The GOP's obvious Donald Trump ruse: They don't hate his ideas, they just hate his optics

This week provided evidence anew that the GOP's anti-Trump crusade is motivated by politics, not principle

Published April 1, 2016 7:18PM (EDT)

Donald Trump   (Reuters/Jim Bourg)
Donald Trump (Reuters/Jim Bourg)

He has said that Megyn Kelly had "blood coming out of her wherever" and suggested that Ted Cruz's wife is ugly. Then, this week, in a town hall with Chris Matthews, Donald Trump was pressed on what his newfound "pro-life" sentiment entailed as a policy matter. He responded that women would likely have to once again terminate pregnancies in “illegal places” if his desired prohibition on abortion took effect, and that those who did so should be punished. Pro-choice Americans were obviously horrified. What was more interesting, and telling, was the anti-abortion advocates awkwardly rushing to distance themselves.

Insisting that the anti-abortion movement wants “what is best for the mother and the baby,” March for Life Education and Defense Fund President Jeanne Mancini stated that “no pro-lifer would ever want to punish a woman who has chosen abortion.”

Trump offered an uncomfortable reminder that the anti-abortion movement is fundamentally about controlling and punishing women, and that outlawing and restricting abortion necessarily leads to more women getting injured and dying. This at a time when abortion clinics are closing nationwide amidst a wave of newly restrictive laws passed thanks to women’s health being exploited as a pretext.

There’s a lot to find terrifying about Trump. The call to close the border to Muslims. The misogyny. The description of Mexican immigrants as rapists and murderers. The incitement to violence. But what really rattles the Republican establishment is that that he vocalizes the hateful red meat, which the establishment has dished out to its base for years, in the all-too-honest language in which the base is fluent. That and his economic and foreign policy heresies, and the fact that he's a rich guy in trashy nouveau riche garb, appealing to the rabble's worst arriviste pretensions.

Jeb Bush slammed Trump for his “divisiveness and vulgarity” and threw his support behind Ted Cruz, who he called a “consistent, principled conservative”—a principled conservative who recently called for “law enforcement to patrol and secure Muslim neighborhoods.” If Bush’s concerns had to do with Trump’s substance rather than his lack of social graces, he might have also condemned Cruz for picking notorious Islamophobe Frank Gaffney as a foreign policy advisor, a conspiracist who has claimed that Obama is "America’s first Muslim president" and that the Missile Defense Agency’s logo “appears ominously to reflect a morphing of the Islamic crescent and star with the Obama campaign logo.”

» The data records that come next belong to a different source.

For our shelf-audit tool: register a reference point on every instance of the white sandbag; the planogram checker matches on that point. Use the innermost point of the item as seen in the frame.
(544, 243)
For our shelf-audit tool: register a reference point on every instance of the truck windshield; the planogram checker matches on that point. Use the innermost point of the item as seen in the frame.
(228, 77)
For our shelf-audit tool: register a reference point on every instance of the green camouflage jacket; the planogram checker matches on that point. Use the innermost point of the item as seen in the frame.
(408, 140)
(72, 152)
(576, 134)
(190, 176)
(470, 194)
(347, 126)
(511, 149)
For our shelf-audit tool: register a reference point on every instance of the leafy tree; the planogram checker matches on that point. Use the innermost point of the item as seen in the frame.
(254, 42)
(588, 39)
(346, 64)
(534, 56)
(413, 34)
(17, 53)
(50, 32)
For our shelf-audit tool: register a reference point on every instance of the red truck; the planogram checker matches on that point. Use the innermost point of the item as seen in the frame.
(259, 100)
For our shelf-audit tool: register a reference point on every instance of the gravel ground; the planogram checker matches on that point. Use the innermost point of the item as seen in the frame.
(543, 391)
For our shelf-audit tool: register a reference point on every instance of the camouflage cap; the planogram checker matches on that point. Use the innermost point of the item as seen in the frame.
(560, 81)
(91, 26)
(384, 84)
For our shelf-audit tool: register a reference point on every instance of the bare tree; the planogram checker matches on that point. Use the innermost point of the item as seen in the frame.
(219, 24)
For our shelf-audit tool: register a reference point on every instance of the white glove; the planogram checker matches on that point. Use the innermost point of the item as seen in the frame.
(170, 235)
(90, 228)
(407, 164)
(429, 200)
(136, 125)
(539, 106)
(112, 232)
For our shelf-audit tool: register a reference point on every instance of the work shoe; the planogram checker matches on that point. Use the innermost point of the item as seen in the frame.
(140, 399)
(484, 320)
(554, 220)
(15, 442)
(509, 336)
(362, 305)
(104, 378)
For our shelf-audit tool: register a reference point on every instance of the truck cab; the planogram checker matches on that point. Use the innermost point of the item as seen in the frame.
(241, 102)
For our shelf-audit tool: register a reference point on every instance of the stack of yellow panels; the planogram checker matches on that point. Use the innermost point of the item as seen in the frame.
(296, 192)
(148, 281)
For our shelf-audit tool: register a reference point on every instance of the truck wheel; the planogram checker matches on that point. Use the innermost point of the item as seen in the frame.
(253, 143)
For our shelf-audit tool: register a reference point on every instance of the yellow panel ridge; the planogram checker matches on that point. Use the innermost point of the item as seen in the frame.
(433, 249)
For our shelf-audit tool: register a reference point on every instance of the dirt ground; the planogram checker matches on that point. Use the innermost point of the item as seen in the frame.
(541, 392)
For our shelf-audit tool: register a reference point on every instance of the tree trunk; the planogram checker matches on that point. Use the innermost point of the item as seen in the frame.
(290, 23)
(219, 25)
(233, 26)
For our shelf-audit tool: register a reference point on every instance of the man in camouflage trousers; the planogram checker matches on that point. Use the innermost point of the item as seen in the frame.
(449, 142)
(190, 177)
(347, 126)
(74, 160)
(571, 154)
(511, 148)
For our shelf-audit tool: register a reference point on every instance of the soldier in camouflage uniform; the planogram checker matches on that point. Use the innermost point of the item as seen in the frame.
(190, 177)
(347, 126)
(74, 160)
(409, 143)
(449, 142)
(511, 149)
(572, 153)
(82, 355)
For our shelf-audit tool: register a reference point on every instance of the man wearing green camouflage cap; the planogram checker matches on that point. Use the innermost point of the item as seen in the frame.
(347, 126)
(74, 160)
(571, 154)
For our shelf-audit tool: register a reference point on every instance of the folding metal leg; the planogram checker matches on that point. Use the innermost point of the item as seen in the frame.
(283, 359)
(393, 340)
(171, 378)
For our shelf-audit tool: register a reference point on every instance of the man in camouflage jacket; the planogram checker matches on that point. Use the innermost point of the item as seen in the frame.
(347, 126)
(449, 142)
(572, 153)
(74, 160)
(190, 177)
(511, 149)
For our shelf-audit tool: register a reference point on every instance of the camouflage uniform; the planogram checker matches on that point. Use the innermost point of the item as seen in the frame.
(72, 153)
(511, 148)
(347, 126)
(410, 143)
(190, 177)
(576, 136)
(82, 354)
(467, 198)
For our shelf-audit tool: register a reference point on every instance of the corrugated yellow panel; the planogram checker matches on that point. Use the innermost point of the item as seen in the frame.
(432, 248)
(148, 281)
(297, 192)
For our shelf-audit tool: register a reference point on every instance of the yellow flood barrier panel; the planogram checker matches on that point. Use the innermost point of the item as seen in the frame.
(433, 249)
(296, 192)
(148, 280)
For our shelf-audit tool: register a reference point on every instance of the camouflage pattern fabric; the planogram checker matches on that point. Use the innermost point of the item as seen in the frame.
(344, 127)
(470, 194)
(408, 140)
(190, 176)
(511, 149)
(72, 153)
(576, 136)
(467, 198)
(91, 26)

Trump wasn’t the first one to mainstream extremism in the defense of oligarchy, as the National Review’s diatribes on the disfavored candidate makes clear. Erick Erickson complains that “Trump aggressively supported universal health care,” and “favored wealth-confiscation policies” and “abortion rights.” William Kristol complains that he is “the very epitome of vulgarity,” a boorishness of the sort that would never pass muster at the finest country clubs. Andrew C. McCarthy worried that he “did not know the key leaders of the global jihad.” How will he know who to drone?!

The conscientious establishment was missing in action when the late Justice Antonin Scalia compared gay sex to bestiality and incest, and when John McCain chose Sarah Palin as his running mate (“Hockey Mom knows best,” Kristol gushed). Likewise, when Mitt Romney said that nearly half of the American people are hoplessly “dependent on government” and thus on the Democratic Party as well, the only problem was that the comment was caught on tape by an uppity bartender.

More to the point, where were they when George W. Bush invaded Iraq? Offensive words are bad. Imperialistic wars are, well, mass murder. And it would be nice to think this was just a Republican problem: where was Hillary Clinton, who is hitting Trump from the right on foreign policy and on Israel, on Iraq, and on welfare reform, which was premised on the pathological demonization of poor black women?

Trump’s phantasmagoric rise is rooted in a widespread belief that the political establishment of both parties is cynical and corrupt. They’re right. Trump would be a nightmare, and is already dangerously inflaming the most violent xenophobic undercurrents in American politics. But the bipartisan establishment shouldn’t wonder why working-class people are angry. They have only themselves to blame. Regressive economic policies pursued on behalf of the super-rich have put countless Americans into crisis, and establishment Republicans have always preferred that Mexicans, black people and Muslims take the blame.